There are some limitations of this study worth mentioning. First, this study used the ABC oral solution to provide a flexible means to dose subjects over a wide range of body size. Administering the solution aided in giving a more accurate milligram per kilogram dose than could be done using the commercially available tablet, which only exists in a 300 mg strength. Although the solid oral dosage form is more commonly used in adolescents, the bioavailability of the solution has been shown to be equivalent to the tablet.5
It is also worth noting that intracellular concentrations of carbovir triphosphate, the active moiety, were not measured in this study. Currently, it is impractical and time consuming to measure carbovir triphosphate in a clinical setting.
Rapid ABC absorption, resulting in 10 subjects with the first concentration being the Cmax, limited the ability to characterize the absorption phase with a high level of precision. This means that the true peak concentrations may have been missed and thus AUC would be underestimated by the noncompartmental method. However, comparing AUC estimates by 2 separate methods yielded similar results (data not shown). A related concern is that AUC was determined over an 8-hour sampling period for a medication commonly given twice daily. However, it is estimated that <3% of the total AUC can be accounted for in the period after 8 hours (for all subjects: mean 8-hour concentration = 0.124 μg/mL and mean kel = 0.57/h).
This study was not powered to detect modest age-related PK differences. Thus, although we saw no differences between the 2 subject groups, we cannot rule out the possibility that a moderate difference exists. Although there was a frequent use of protease inhibitors and other nonnucleoside reverse transcriptase inhibitors, there is no indication that these concomitant drugs affect ABC disposition in this population.

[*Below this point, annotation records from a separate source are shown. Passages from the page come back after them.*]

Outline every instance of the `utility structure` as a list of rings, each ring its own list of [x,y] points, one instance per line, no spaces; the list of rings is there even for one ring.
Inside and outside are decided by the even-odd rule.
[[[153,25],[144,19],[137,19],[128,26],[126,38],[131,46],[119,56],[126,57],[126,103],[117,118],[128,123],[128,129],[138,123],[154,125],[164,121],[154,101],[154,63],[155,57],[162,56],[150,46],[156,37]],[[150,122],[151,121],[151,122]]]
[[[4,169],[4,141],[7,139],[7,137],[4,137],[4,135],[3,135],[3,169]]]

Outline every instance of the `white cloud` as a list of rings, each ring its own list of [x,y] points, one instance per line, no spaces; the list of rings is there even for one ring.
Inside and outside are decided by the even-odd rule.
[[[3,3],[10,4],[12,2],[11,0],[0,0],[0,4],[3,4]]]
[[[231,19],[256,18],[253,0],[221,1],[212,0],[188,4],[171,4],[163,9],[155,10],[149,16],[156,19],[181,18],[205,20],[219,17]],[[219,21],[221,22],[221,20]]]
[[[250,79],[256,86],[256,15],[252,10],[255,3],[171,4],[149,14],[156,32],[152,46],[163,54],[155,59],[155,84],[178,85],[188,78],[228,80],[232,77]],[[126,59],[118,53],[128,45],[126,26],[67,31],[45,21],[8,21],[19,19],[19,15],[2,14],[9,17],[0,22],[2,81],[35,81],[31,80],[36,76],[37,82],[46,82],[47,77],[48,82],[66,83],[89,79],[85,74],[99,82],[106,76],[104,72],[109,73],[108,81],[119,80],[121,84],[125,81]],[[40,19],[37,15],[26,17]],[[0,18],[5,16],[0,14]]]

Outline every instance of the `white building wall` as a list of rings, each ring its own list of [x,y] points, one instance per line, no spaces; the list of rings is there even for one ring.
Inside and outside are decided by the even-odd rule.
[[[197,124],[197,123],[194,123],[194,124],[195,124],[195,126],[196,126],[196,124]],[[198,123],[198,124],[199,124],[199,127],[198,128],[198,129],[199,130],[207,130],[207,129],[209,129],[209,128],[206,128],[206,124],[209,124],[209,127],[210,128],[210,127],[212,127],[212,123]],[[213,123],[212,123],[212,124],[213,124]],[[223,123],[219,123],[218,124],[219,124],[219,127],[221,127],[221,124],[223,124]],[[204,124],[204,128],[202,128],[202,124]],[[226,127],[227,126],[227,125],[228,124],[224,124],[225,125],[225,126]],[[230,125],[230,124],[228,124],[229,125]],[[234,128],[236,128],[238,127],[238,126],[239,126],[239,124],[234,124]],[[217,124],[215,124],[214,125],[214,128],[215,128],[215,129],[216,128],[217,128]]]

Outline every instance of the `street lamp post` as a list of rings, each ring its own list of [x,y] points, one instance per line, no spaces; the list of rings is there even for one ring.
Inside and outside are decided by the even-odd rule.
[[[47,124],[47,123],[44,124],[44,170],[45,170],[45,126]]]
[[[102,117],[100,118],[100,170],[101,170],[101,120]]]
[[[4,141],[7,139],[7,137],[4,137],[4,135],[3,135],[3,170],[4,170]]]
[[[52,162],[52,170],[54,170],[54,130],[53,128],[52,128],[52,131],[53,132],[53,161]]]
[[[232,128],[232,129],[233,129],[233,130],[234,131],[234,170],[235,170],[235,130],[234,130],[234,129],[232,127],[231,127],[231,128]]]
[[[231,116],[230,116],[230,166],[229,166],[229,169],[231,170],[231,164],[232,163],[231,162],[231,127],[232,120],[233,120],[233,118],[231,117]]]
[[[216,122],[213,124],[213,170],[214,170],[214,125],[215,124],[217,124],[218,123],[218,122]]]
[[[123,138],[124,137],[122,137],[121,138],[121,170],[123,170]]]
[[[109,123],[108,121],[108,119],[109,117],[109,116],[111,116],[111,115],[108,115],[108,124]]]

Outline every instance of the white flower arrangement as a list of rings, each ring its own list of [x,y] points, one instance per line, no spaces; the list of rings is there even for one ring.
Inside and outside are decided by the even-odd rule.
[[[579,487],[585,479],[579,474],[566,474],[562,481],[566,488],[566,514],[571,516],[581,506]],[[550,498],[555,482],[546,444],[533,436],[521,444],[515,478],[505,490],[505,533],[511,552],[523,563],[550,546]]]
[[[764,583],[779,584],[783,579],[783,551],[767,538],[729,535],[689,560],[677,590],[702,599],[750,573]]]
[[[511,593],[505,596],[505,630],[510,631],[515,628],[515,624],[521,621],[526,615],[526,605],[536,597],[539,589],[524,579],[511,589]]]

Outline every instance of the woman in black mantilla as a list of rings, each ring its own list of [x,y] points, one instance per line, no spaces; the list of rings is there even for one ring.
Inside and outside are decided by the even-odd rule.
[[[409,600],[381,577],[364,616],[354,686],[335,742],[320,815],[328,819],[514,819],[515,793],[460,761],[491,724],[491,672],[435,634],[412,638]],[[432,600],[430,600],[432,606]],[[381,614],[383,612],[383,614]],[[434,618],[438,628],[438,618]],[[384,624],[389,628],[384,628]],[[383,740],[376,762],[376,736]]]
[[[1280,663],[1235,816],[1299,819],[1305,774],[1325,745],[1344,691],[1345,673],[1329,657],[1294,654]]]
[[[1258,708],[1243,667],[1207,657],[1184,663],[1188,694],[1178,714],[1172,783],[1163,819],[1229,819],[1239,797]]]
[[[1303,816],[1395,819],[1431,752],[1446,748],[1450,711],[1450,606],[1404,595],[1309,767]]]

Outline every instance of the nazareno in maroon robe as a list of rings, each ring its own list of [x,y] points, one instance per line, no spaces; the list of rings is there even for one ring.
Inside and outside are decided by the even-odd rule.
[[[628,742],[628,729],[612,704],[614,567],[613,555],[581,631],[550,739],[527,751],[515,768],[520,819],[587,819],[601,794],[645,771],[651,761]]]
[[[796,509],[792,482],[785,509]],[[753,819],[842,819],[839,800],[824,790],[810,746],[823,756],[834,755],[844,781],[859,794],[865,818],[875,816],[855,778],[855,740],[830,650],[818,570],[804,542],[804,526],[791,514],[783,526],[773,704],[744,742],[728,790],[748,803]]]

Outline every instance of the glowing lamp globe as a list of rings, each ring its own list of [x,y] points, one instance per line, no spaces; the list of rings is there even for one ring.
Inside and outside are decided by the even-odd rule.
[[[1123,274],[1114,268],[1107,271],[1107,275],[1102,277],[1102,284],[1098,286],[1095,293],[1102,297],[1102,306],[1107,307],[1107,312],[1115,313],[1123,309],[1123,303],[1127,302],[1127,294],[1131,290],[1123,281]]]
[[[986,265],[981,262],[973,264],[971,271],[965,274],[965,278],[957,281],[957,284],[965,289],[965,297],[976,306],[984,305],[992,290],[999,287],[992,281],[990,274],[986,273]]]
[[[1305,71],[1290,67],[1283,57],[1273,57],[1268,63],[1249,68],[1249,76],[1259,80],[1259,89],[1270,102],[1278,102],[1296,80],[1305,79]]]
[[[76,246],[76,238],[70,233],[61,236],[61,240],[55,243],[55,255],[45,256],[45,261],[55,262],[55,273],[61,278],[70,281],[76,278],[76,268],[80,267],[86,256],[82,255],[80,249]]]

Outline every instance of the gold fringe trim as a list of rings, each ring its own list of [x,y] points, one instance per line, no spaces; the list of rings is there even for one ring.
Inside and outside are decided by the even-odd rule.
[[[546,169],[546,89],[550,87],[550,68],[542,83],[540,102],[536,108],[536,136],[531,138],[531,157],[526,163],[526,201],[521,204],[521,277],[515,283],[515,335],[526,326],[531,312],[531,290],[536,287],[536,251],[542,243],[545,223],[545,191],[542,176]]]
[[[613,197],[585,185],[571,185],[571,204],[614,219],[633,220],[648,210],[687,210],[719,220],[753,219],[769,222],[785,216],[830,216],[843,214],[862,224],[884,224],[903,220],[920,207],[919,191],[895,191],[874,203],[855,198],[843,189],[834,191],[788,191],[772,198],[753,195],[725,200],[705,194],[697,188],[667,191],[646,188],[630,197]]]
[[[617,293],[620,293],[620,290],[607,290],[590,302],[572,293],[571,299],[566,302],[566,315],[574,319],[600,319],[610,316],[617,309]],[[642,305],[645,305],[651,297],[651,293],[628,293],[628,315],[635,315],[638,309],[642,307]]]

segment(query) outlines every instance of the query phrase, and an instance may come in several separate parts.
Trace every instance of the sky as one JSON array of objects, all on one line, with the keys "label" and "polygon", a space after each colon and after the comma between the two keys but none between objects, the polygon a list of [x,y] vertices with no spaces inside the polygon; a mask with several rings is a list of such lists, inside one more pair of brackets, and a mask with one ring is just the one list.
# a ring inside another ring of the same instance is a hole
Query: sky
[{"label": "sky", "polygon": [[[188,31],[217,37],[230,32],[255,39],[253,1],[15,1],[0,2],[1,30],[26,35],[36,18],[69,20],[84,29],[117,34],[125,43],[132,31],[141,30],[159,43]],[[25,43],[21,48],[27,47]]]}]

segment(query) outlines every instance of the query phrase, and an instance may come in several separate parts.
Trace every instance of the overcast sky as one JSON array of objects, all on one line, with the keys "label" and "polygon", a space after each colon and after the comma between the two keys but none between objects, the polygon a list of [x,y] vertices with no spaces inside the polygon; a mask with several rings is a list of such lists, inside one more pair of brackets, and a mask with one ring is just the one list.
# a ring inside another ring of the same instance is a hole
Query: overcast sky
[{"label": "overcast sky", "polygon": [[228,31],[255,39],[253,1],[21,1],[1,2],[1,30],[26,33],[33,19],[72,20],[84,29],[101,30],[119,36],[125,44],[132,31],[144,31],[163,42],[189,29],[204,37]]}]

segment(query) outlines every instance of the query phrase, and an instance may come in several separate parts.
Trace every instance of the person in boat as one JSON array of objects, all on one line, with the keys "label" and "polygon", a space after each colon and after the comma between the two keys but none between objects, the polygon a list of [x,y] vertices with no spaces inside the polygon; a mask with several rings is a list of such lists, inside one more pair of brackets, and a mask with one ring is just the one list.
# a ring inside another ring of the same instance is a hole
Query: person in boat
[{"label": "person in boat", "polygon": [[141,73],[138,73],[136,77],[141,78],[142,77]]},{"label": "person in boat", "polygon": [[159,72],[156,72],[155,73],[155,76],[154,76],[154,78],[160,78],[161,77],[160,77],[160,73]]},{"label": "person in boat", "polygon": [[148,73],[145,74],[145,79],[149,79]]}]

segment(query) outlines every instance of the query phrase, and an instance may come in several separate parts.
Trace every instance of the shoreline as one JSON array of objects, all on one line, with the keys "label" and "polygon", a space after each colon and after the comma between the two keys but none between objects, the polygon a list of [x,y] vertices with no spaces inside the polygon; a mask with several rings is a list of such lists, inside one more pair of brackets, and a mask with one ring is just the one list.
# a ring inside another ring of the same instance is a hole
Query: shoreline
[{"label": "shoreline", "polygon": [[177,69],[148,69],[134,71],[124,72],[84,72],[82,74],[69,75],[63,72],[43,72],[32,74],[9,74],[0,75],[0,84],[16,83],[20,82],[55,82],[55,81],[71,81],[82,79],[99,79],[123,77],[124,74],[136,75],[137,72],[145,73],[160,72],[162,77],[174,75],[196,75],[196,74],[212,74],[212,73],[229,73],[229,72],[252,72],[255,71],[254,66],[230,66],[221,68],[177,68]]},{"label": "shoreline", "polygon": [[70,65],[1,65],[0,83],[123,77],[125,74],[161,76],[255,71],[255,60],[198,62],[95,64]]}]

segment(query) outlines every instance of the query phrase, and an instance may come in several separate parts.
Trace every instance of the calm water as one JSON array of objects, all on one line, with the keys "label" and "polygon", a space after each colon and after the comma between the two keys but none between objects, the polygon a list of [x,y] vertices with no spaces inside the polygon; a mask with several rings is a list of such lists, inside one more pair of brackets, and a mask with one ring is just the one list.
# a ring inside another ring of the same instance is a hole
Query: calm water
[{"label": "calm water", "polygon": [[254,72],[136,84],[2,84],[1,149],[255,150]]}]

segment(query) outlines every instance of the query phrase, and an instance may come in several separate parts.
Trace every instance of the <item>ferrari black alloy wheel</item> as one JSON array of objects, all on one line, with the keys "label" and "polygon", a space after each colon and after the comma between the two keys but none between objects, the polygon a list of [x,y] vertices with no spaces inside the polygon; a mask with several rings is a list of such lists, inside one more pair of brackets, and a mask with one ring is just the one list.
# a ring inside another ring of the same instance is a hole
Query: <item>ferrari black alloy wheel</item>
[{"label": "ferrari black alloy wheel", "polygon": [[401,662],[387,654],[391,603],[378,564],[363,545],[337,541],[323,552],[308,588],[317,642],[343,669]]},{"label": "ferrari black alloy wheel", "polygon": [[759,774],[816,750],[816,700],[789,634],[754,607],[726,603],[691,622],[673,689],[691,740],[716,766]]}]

In conclusion, the results of this study describe the PKs of 8 mg/kg ABC in an HIV-infected adolescent population. We found that both GLU and CAR metabolites:ABC ratios are able to discriminate subjects with high and low ABC clearance. This finding needs further confirmation but could potentially have clinical relevance for ABC and other similarly metabolized drugs. PK data from the present study compared with previously published data of ABC reveal that CL/F in adolescents is comparable to that in children, and lower AUCs would be expected in older adolescents if given the adult-referenced maximum dose of 300 mg twice daily. As a result, further study of efficacy, safety, and tolerability is warranted in an older adolescent population and young adult population with doses of 8 mg/kg (maximum 600 mg) twice daily.